Sunday, October 14, 2012

Texas Road Trip, Day 0: Flying to Austin

I'm in Texas on vacation, and to research something for the novel I'm working on. When I tell people I've come to Texas to research fracking, they can't believe it. I overheard Cris saying to a friend, "First he went to Minnesota to see what it was like in a blizzard, and then he went to the desert to find survivalists, and now he's going to Texas to get himself in trouble with oil roughnecks."

It's true that all those trips were research for this book. But I took out the part about the survivalists. And the fracking stuff is really for a story-within-a-story. However, I'm also thinking of setting my next book in this milieu, so this is both research for my current project and for the possible next one.

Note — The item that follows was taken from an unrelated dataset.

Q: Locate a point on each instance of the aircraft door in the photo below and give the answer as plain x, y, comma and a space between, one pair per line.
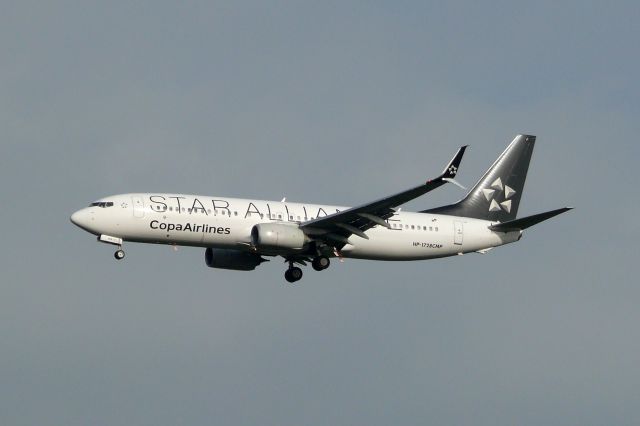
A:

I'm in a hotel near the Austin airport. I went to university in Austin, many years ago, and at the time I had a frantic love for the city. Then I graduated and got a little sick of it, and moved to San Francisco. I've only been back twice before this. Once, in 1981, was only two years after I'd left, and it was still very much the same place. The next time was in 2001, and it was very much not the same place. In the intervening 20 years, the tech industry had come to town, and Republicans were in the ascendancy. There were huge new developments all over, and a freeway had replaced the sweet two-lane state highway I used to take from Houston to Austin, a road that meant so much to me I wrote a song about it. In 2001 I actually drove 100 miles to the town of Columbus and attempted to drive the fondly-remembered highway, but the freeway had erased it almost entirely. Now -- that is, in 2001 -- it was just another drive through countryside.

Now it's almost 12 years after that. I have no hopes of a nostalgic reunion with any of my favorite places, going on 37 years since I left town 9 months after graduating. So much money and development has come to town that it would be like going to Las Vegas and attempting to find old Rat Pack hangouts. Of course, the university itself is still there, and many of its buildings are even the same. (Of course, when I attended in the mid-70s, it was already full of newer buildings which probably shocked anyone who had attended even 10 years earlier.) But even in 2001 almost none of the funky houses and buildings I'd lived in still existed; they'd been torn down and replaced with condos and large apartment buildings. So I'm not going to spend much time trying to connect with my youth.

Instead, I'm going to drive south, toward the Eagle Ford Shale zone, and try to find some fracking. The illustration below shows the zone, marked by red pins, spreading across south Texas.

The image shows red pin markings across south Texas, extending east to West from a point near Victoria to the Rio Grande.